Building a world from scratch is an incredibly tenuous thing to do. Trying to imagine how every character ties in together, everything leading to the conclusion, and describing that in a simultaneously horrifying and impressive display of treachery, of anxiety, all within procedures is an incredibly tenuous task. One that Kafka masters.
Kafka's books are often centered around how one views the world turning in on itself, collapsing around them, until the tragedy strikes the main character, or until death ensues. The world engulfsthe protagonist in his entirety, his world starts to revolve around one single event that consumes him, until there is nothing left. The trial is exactly like that.

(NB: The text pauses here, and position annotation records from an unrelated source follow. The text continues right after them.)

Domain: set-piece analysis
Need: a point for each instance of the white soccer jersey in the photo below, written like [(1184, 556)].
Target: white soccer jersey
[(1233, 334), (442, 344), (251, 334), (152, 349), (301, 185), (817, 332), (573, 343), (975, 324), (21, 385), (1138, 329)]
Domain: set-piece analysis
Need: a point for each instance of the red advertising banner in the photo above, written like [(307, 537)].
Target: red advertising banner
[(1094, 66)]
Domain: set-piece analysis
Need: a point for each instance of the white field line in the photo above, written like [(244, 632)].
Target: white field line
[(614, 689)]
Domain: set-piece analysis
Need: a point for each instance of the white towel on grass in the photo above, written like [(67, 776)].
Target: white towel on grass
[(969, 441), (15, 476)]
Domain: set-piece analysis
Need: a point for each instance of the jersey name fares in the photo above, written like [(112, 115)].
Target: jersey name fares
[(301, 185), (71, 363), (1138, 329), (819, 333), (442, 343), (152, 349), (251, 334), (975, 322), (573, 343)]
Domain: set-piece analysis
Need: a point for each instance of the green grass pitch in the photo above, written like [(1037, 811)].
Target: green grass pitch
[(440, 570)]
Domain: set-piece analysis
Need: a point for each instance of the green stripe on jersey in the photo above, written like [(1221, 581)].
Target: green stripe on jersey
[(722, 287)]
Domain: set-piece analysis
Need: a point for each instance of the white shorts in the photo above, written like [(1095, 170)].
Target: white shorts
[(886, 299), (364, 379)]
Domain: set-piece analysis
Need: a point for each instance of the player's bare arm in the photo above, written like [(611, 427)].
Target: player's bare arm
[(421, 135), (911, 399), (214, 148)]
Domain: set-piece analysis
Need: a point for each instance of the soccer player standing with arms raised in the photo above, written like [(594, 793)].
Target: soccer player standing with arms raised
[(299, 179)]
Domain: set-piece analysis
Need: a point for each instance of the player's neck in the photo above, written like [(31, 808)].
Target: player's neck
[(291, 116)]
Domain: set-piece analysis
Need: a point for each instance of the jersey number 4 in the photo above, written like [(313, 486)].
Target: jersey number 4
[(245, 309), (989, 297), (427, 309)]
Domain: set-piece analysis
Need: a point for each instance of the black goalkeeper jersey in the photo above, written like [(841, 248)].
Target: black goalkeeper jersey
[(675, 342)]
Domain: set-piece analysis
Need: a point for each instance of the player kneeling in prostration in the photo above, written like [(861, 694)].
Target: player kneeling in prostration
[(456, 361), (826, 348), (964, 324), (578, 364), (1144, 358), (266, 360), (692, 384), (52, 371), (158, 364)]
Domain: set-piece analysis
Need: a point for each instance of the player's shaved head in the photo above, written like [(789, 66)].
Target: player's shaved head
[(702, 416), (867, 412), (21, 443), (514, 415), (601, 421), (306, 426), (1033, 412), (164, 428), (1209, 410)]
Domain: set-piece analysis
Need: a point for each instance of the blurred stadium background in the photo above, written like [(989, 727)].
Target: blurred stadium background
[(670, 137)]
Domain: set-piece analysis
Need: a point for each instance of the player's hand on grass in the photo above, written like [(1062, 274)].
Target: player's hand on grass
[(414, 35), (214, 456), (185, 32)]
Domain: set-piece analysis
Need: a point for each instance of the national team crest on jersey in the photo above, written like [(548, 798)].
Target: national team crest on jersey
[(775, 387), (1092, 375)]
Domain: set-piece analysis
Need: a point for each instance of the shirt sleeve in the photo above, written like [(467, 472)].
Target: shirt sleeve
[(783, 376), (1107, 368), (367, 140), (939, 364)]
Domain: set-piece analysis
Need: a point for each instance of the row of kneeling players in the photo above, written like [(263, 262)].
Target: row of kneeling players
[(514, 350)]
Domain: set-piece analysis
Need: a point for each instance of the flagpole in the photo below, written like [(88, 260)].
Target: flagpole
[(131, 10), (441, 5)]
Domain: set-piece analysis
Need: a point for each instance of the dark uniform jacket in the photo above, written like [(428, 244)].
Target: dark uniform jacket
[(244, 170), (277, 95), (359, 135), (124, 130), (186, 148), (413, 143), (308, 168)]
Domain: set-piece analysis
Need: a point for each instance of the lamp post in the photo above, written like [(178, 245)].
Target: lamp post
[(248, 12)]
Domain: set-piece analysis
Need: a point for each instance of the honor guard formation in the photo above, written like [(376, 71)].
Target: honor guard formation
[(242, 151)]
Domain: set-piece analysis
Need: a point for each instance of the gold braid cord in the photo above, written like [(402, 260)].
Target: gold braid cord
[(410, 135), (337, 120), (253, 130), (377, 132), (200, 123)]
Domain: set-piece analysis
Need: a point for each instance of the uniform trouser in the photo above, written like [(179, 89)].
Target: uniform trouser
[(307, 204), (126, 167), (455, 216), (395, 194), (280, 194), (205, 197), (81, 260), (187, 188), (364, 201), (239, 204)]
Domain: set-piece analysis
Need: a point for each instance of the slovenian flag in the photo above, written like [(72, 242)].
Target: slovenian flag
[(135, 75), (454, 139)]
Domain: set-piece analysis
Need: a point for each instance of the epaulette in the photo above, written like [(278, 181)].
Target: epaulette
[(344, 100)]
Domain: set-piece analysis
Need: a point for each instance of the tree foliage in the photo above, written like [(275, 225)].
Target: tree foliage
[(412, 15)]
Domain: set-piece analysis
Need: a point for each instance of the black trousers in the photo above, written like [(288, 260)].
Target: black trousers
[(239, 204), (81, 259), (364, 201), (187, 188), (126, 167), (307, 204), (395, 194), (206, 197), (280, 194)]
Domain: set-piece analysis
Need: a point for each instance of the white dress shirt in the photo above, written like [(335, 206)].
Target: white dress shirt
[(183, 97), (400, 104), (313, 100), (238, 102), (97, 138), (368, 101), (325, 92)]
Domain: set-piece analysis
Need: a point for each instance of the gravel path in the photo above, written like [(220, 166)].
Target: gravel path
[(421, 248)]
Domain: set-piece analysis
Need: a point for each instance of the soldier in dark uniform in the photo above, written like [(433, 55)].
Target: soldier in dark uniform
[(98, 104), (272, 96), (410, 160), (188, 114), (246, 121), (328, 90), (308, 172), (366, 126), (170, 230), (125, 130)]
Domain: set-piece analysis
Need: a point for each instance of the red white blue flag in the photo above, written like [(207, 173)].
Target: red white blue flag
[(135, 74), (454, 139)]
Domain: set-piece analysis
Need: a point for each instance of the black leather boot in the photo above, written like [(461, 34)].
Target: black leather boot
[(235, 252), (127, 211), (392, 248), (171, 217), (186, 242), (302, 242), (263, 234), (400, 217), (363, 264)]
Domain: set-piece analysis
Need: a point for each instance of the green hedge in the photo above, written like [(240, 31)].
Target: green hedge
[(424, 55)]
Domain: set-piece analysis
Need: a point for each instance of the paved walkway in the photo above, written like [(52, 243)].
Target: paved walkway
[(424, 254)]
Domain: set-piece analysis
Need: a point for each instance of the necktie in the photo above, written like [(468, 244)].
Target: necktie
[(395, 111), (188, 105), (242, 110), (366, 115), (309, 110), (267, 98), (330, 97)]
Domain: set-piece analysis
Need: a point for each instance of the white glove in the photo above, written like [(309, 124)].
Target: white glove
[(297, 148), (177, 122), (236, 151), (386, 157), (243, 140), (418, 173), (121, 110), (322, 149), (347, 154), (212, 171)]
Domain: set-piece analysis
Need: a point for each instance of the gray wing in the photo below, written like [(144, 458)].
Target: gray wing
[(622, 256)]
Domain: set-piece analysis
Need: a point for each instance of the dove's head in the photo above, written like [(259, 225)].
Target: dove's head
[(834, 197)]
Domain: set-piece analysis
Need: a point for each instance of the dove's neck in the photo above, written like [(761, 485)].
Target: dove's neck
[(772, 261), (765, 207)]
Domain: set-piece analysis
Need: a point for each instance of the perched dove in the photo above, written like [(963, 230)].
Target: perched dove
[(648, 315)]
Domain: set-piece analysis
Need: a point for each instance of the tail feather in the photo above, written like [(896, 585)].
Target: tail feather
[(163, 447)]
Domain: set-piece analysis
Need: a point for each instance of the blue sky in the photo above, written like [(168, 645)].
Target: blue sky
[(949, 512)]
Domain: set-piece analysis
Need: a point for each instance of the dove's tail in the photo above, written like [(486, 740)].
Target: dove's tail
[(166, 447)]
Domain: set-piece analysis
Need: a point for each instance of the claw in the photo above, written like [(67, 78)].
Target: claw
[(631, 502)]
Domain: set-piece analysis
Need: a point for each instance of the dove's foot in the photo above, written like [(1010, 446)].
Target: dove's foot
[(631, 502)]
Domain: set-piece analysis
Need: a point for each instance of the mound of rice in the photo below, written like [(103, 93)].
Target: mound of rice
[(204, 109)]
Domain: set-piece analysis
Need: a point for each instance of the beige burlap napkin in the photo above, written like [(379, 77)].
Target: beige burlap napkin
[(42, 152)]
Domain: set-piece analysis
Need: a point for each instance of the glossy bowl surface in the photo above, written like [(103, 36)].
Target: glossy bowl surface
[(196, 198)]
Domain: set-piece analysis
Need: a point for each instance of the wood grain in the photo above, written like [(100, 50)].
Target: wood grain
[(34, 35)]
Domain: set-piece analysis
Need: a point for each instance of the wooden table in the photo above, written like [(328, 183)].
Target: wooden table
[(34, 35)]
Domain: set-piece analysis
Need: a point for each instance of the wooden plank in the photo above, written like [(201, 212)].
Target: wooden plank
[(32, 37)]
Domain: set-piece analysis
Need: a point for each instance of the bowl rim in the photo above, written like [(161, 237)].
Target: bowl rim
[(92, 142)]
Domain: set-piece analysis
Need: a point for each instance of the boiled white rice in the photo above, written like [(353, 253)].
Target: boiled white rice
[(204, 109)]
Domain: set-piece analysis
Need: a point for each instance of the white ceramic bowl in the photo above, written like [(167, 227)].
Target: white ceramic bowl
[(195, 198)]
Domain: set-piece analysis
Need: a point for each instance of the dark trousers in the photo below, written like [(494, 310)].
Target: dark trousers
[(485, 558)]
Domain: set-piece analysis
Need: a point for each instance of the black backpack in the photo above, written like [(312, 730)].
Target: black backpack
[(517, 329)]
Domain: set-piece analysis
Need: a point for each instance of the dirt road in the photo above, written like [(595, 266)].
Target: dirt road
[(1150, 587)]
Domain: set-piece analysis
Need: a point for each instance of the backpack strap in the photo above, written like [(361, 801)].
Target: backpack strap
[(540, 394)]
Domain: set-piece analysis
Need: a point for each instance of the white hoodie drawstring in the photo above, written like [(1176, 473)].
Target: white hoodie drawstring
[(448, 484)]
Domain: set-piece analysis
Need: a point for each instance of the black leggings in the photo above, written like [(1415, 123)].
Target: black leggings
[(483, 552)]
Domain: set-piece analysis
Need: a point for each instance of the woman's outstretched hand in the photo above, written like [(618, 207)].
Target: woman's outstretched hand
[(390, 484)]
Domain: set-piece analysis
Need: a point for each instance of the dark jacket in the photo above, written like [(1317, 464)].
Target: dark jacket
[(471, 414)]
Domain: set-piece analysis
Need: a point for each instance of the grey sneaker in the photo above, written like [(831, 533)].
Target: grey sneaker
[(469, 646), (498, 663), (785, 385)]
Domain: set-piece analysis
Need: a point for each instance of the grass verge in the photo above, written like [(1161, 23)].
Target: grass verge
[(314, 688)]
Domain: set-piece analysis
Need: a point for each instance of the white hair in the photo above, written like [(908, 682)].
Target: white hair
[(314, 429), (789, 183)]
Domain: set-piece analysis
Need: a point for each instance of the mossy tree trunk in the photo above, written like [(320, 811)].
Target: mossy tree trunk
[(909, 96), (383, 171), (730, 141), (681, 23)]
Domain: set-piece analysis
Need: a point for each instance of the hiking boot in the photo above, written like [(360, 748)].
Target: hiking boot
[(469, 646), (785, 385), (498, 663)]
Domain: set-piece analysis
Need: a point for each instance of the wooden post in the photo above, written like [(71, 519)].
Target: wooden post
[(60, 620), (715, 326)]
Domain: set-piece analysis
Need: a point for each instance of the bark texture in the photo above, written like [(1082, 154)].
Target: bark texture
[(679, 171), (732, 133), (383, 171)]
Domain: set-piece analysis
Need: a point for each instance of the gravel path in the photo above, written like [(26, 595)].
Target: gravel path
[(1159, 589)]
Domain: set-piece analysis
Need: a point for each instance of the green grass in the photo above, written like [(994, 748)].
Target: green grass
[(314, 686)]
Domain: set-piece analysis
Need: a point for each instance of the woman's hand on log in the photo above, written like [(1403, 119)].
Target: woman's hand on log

From the beginning, the author builds an environnement hostile to the reader, only protected by the main character's stoicism and pragmatism. But one guesses what anxiety lies under the stillness of his expression and the calm under which he hides. The greatness of the matter at hand is only understood to a surface level, a surface scratched and yet maintained by the calm of everything. But things start to creep, one feels the very pressure of the trial inching ever closer, slowly closing into the main character. As wierd events happen, as relationships falls, the Leviathan's head shows its true colors.
Apart from the story, making this book a classic, even within Kafka's bibliography (The Trial is much more interesting than the Metamorphosis imo), the writing and style is absolutely fantastic. I read a French translation most recently, but the English translations are also absolutely fantastic, a feat ony accomplished by sublime writing. Without being a thriller, the book catches you, reels you in ever closer up until the end.
Everything in this book shows the true mastery of anxiety, worldbuilding, description in litterature. I heavily reccomend it : it has not aged a day. 8.9/10 , great read.